I had the opportunity to speak to Peter about this, and I was led to
believe that they were indeed mystified by what they had found, but also
felt that they needed some kind of hypothesis in order to get the paper
published. I know from bitter experience that it is very difficult to
get a paper published which simply contains mysterious results. Maybe
the reviewers were hoodwinked, or maybe they realised that they made no
sense but recognised the problem and allowed it through.
I chased this up, right back to the early experiments in 1907, and I am
convinced that there is something odd/interesting going on.
Nigel
The 1907 paper notes that they came in one morning to find the janitor
half dead after having touched some of the high voltage batteries,
making them realise that they needed to take more care.

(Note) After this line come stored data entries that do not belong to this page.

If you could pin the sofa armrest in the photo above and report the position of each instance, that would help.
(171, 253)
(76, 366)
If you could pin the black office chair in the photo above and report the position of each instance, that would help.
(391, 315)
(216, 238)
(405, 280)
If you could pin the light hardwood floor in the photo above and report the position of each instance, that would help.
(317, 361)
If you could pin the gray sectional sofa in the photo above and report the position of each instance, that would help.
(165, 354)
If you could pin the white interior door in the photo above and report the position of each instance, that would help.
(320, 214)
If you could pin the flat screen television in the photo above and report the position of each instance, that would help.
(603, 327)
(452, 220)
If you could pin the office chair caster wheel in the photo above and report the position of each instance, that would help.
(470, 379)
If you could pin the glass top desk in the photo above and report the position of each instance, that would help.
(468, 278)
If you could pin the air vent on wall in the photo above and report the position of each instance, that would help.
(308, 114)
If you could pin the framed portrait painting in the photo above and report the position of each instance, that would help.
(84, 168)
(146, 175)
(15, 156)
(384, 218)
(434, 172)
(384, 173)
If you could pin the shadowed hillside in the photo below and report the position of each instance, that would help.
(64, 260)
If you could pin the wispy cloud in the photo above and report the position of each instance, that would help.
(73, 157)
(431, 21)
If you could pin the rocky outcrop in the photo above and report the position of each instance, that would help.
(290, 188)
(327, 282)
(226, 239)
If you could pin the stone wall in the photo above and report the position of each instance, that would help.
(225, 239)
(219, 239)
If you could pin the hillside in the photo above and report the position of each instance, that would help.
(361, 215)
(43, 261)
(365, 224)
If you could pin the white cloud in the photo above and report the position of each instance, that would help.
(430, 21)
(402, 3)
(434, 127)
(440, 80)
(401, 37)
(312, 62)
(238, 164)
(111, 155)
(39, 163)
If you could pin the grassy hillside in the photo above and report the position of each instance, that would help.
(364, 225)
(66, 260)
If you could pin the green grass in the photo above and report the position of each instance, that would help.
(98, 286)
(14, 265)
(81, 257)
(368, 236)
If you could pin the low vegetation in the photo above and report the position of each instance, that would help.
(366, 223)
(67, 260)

On 15/03/2013 22:18, [email protected] wrote:
In reply to James Bowery's message of Fri, 15 Mar 2013 17:05:34 -0500:
Hi,
[snip]
On Fri, Mar 15, 2013 at 4:49 PM, <[email protected]> wrote:
In reply to James Bowery's message of Fri, 15 Mar 2013 16:43:42 -0500:
Hi,
[snip]
Quoting from the conclusion of the article they reiterate the
"explanation"
of the source of energy:
"The di?erence in the latent heat between fog and bulk water is eventually
restored by heat in the atmosphere, which allows the fog to condense and
return to earth."
Does this make any sense to anyone?
No.
(I also think that their explanation is highly likely to be "not even
wrong". ;)
Regards,
Robin van Spaandonk
http://rvanspaa.freehostia.com/project.html
OK, so were the peer reviewers for J. Plasma Physics off their rockers?
I suspect they were as mystified by the results as everyone else and, unable to
come up with an explanation of their own, simply let it stand.